Segunda-feira, Janeiro 15, 2007

Que Deus?



Pentapolêmica?
Seria EU cinco vezes polêmica ou uma polêmica pentelha?

Um dia desses, estava com alguns 'conhecidos' quando o tema religião foi abordado. Pra variar , eu já era a atração. Por quê?
Porque contrariava todas as outras opiniões. Porque não tenho religião. Porque sou atéia. Porque, pra mim, a vida só pode ser agora. Porque não acredito nas instituições religiosas. Porque tudo isso já foi escrito (Vide postagens anteriores).

Eu sempre me surpreendo com a reação alheia.
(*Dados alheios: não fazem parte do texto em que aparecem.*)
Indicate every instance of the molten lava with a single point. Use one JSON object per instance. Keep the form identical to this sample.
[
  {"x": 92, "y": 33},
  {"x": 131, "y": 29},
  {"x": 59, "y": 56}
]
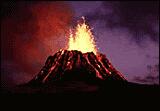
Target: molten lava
[{"x": 82, "y": 40}]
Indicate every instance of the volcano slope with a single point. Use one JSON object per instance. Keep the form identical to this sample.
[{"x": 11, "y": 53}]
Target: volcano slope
[{"x": 76, "y": 72}]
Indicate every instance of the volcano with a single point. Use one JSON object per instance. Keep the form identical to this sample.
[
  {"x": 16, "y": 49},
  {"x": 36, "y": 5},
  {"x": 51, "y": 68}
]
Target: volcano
[{"x": 75, "y": 65}]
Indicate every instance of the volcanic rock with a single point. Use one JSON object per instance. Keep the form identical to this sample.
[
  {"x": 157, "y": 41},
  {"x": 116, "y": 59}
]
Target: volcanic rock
[{"x": 74, "y": 65}]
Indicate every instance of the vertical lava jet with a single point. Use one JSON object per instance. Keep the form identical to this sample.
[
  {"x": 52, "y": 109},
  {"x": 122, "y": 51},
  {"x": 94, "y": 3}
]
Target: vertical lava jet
[
  {"x": 79, "y": 62},
  {"x": 82, "y": 40}
]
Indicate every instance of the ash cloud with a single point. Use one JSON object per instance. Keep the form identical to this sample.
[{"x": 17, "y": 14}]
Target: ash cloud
[{"x": 30, "y": 32}]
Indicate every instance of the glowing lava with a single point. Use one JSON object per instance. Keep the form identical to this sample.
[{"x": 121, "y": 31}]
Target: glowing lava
[{"x": 82, "y": 40}]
O que era pra ser uma saudável troca de idéias, tornou-se uma enérgica demonstração da inquisição: no tribunal do santo ofício, lá estava eu sendo julgada por minhas convicções ímpias.
Bem, a partir de hoje, para melhor elucidar meus argumentos, calo-me diante do desrespeito às diferenças e escolho a belíssima passagem do inesquecível Zuzu Angel com direção de Sérgio Resende, na qual Zuzu (Patrícia Pillar) lê uma carta deixada por seu filho Stuart Edgard Angel Jones (Daniel Oliveira):

“Mãe,
você me pergunta se eu acredito em Deus.
Eu te pergunto: que Deus?
Tem sido minha missão te mostrar Deus no homem.
Pois somente no homem ele pode existir.
Não há homem pobre ou insignificante que pareça ser, que não tenha uma missão.
Todo homem, por si só, influencia a natureza do futuro.
Através de nossas vidas nós criamos ações que resultam na multiplicação de reações.
Esse poder que todos nós possuímos; esse poder de mudar o curso da história é o poder de Deus.
Confrontado com essa responsabilidade divina, eu me curvo diante do Deus em mim.”